The World of David the Gnome
The series finale of The World of David the Gnome celebrates David’s 400th birthday! But it’s also his death day. Since gnomes have a mandated lifespan of no more than four centuries, David is turned into a tree by a blue, fluorescent light that overcomes him, while the rest of the cast waves goodbye. Swift the Fox, David’s best friend, sobs and howls out in emotional anguish to the mountains — that is, until about 30 seconds later, when he spots a sprightly lady fox and forgets all about his dead tree friend. Yes, this was a kids’ show.
Speaking of children’s television: In the last Hey Arnold! episode, “The Journal,” Arnold finds his long-lost parents’ journal and, right before the credits roll, a map that may very well lead him to them. This narrative was supposed to be completed by the intended big-screen sequel, The Jungle Movie, but the movie never got a green light, and we never got to find out whether Arnold finds his parents.
The Tanner family doesn’t immediately fall in love with the grumpy, caustic creature who lands in their garage after his previous home — the planet Melmac — is blasted into bits and pieces. But after the military indicates an interest in torturing, testing, and possibly killing him, the Tanners decide to keep the Alien Life Form around, and he soon becomes simply ALF, the sassy, lovable puppet that entertained kids from 1986 to 1990.

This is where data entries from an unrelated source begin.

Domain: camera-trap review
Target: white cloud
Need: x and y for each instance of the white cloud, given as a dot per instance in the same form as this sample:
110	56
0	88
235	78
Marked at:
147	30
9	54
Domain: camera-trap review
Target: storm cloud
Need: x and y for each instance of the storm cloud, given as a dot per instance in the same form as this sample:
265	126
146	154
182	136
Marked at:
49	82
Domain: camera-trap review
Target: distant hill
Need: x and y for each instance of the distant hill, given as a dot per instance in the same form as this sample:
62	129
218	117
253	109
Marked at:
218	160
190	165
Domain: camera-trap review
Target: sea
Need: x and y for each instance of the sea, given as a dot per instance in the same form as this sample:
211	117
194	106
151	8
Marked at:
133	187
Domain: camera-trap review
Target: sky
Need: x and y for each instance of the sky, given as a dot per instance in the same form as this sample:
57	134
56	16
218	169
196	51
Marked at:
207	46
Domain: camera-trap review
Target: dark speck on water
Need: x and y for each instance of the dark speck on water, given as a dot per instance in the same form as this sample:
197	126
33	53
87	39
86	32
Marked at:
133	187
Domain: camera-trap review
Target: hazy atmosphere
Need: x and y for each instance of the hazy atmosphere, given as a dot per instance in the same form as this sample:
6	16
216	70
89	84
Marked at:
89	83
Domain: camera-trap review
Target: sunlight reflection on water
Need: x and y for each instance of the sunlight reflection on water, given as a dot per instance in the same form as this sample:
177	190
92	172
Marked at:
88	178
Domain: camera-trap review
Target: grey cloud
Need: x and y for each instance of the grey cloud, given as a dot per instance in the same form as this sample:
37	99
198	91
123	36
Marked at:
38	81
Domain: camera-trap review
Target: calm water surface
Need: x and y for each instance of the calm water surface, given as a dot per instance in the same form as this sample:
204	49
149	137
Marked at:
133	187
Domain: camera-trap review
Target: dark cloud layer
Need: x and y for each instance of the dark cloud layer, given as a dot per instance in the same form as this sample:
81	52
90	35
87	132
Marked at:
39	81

But there’s a twist in ALF’s last episode that turns a bittersweet goodbye into a horrifying one; just as ALF is about to hitch a ride off the planet with a couple of fellow stranded Melmacians, the military swoops in, captures him, leaving us to wonder whether we’d soon see a familiar face in an alien autopsy video.
In this series’ final episode, Chuck, having been back from the dead for some time, finally reveals to her mother and aunt that she’s still alive. And… that’s all, folks. Recognizing, however, that the show ended with an unbearable cliffhanger, Pushing Daisies creator Bryan Fuller planned to release a third season of sorts in comic book form (cf. Buffy the Vampire Slayer). The volume was intended for release by DC comics early this year, but since the imprint set to publish it went under, the project remains stalled.
ABC Family’s Kyle XY debuted with a whole lot of questions, answered a few, and then raised even more nagging ones, as the belly button-free enigma ends his three seasons of screen time with a love triangle and the revelation that his arch nemesis is also his half brother. Wham! Canceled.
In Moesha’s eventful final episode, Myles is kidnapped and Hakeem proposes to a probably knocked-up Moesha. Sadly, Myles could show up in a body bag at Moesha’s shotgun wedding for all we know because the series was canceled in 2001 after the comedy-turned-melodrama’s ratings had fallen so far.